Superradiant and dynamical spin-down of neutron stars with gravitational wave implications
Indra Kumar Banerjee, Sandeep Chatterjee, Biswarup Das, Ujjal Kumar Dey
TL;DR
This work investigates neutron-star spin-down including standard channels (electromagnetic dipole, GW emission, $r$-modes) and fallback accretion, plus a nonstandard superradiant mechanism driven by ultralight axions. It develops a framework for how these channels combine to shape spin evolution and identifies distinctive multimessenger GW signatures from quadrupolar deformations, $r$-modes, and axion-cloud annihilation, with axion-induced GWs characterized by $f_{\mathrm{GW}}^0 = 2 m_A/h$. The authors show that superradiant instability can yield transient spin-down episodes and potentially explain non-recoverable anti-glitches, while the resulting axion clouds produce continuous GWs with peak strains around $h_{0,\mathrm{peak}} \sim 10^{-28}$, which are challenging for current detectors but accessible to future observatories. Collectively, the results highlight a multimessenger pathway to constrain axion properties (mass $m_A$ and coupling $g_{a\gamma\gamma}$) and to probe neutron-star interior physics through combined timing and gravitational-wave observations.
Abstract
Neutron stars such as pulsars and magnetars lose angular momentum primarily through electromagnetic dipole radiation, gravitational waves, $r$-mode oscillation, and also affected by fallback accretion processes. However, anomalous spin variations, particularly sudden enhanced spin-down rates, indicate additional spin-down mechanisms. We propose superradiant spin-down as a potential explanation for these events.

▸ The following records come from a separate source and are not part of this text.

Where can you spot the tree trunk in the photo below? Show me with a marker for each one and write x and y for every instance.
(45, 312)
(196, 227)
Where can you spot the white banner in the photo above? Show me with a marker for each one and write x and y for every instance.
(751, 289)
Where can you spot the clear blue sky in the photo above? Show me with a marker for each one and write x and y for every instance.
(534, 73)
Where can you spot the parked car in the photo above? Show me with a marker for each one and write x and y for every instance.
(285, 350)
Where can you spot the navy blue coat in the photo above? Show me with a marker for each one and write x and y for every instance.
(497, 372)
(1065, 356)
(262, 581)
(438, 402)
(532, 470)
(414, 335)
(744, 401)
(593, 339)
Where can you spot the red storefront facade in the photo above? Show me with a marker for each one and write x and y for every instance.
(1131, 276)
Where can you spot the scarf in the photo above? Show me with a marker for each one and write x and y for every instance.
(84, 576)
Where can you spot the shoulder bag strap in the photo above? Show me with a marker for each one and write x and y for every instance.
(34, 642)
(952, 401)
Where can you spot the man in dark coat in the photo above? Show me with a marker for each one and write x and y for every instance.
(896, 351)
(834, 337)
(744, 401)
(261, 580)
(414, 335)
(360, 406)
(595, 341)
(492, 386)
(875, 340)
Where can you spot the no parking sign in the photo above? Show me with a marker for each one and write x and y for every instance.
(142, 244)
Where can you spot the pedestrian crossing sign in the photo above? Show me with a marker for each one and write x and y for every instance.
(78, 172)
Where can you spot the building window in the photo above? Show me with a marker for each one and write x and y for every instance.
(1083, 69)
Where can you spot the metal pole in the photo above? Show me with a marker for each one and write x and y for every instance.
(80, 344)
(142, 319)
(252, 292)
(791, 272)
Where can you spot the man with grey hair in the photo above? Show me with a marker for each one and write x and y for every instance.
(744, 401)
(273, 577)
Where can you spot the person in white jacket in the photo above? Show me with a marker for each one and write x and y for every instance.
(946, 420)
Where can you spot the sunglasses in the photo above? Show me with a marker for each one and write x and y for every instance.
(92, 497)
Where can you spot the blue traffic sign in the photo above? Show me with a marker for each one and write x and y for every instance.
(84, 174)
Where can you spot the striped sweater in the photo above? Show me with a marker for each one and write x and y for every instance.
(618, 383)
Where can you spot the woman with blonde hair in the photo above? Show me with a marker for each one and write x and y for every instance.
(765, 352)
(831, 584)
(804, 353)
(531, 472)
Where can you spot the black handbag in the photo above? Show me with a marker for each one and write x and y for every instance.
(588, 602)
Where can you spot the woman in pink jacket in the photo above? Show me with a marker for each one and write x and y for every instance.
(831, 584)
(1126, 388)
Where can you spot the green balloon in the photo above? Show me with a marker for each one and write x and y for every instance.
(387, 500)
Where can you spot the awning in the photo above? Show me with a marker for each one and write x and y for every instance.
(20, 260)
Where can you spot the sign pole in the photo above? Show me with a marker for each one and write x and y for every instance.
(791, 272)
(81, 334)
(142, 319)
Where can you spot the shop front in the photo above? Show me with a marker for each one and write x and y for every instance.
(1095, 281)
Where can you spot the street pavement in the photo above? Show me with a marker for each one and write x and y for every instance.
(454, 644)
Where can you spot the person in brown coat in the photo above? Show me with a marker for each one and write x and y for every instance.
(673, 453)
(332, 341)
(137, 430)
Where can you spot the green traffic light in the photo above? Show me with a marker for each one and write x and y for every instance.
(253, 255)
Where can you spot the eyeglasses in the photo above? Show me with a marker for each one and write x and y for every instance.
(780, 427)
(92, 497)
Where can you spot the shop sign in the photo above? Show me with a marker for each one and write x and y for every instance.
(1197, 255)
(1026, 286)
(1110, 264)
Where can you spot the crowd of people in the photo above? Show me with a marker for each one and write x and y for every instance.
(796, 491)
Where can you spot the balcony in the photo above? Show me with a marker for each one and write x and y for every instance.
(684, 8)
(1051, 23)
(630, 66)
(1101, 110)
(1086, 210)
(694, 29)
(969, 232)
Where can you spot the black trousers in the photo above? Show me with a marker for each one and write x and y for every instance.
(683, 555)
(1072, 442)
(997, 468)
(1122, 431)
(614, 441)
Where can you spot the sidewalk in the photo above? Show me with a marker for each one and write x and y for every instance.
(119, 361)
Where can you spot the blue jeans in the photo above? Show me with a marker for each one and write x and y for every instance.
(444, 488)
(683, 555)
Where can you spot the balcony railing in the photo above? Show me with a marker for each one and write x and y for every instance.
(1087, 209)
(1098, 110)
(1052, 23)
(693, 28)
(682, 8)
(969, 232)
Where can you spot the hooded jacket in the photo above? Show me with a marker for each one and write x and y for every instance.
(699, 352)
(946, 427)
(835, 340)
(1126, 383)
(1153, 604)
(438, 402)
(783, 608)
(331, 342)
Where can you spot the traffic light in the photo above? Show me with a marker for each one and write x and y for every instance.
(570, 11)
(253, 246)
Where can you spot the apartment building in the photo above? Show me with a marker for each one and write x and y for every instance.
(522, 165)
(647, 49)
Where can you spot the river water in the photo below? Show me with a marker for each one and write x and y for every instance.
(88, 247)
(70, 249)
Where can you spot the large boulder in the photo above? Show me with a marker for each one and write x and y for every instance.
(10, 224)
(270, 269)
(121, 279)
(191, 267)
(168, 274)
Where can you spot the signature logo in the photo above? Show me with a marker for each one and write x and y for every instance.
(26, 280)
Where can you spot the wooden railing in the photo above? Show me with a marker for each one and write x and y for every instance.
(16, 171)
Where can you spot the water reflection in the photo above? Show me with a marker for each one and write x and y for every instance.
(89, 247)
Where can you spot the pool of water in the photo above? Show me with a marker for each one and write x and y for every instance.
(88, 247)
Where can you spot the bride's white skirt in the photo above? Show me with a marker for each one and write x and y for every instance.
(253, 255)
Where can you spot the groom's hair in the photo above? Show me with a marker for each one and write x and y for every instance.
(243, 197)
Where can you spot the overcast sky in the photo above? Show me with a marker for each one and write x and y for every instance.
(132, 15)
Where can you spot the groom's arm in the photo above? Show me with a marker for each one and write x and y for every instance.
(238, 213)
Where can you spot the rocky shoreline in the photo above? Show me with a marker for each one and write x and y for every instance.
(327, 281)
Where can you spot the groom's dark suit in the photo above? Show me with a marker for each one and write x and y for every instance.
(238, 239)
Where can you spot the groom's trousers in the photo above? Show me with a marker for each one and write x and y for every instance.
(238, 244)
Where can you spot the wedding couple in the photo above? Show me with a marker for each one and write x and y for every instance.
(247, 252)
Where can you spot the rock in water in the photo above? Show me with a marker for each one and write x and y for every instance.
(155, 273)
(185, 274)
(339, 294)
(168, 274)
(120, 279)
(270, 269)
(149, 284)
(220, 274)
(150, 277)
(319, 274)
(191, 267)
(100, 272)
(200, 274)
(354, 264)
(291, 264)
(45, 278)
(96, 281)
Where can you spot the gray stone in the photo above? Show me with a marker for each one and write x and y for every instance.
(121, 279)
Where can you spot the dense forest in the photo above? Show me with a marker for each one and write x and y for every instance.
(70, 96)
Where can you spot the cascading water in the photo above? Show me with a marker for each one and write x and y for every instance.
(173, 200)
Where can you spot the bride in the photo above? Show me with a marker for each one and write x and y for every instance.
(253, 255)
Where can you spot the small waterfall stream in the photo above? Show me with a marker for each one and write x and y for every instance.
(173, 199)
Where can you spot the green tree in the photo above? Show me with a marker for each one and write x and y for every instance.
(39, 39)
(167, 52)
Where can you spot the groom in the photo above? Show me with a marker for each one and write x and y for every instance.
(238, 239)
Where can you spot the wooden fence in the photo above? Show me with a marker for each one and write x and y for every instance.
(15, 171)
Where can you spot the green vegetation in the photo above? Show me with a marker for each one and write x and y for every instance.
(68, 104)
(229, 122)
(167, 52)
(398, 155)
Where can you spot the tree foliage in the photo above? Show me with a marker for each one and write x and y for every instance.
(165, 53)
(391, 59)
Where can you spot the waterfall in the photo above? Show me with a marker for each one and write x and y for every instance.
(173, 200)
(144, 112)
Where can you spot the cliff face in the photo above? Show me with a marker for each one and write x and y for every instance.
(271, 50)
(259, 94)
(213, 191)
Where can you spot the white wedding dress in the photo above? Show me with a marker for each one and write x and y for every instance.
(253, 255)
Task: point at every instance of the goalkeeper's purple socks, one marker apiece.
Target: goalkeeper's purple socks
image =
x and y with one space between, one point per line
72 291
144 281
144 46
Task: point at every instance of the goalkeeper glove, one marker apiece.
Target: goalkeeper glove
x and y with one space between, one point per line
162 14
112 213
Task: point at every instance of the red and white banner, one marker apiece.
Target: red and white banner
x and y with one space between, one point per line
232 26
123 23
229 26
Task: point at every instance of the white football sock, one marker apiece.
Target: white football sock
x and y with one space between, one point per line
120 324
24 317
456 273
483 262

By modelling the interplay between conventional and superradiant spin-down channels, we evaluate their impact on neutron star rotational evolution. We also discuss gravitational-wave emission produced by quadrupole deformation, $r$-mode oscillations, and axion-induced bosonic clouds around an isolated neutron star, highlighting their potential as distinct multimessenger probes in upcoming detectors.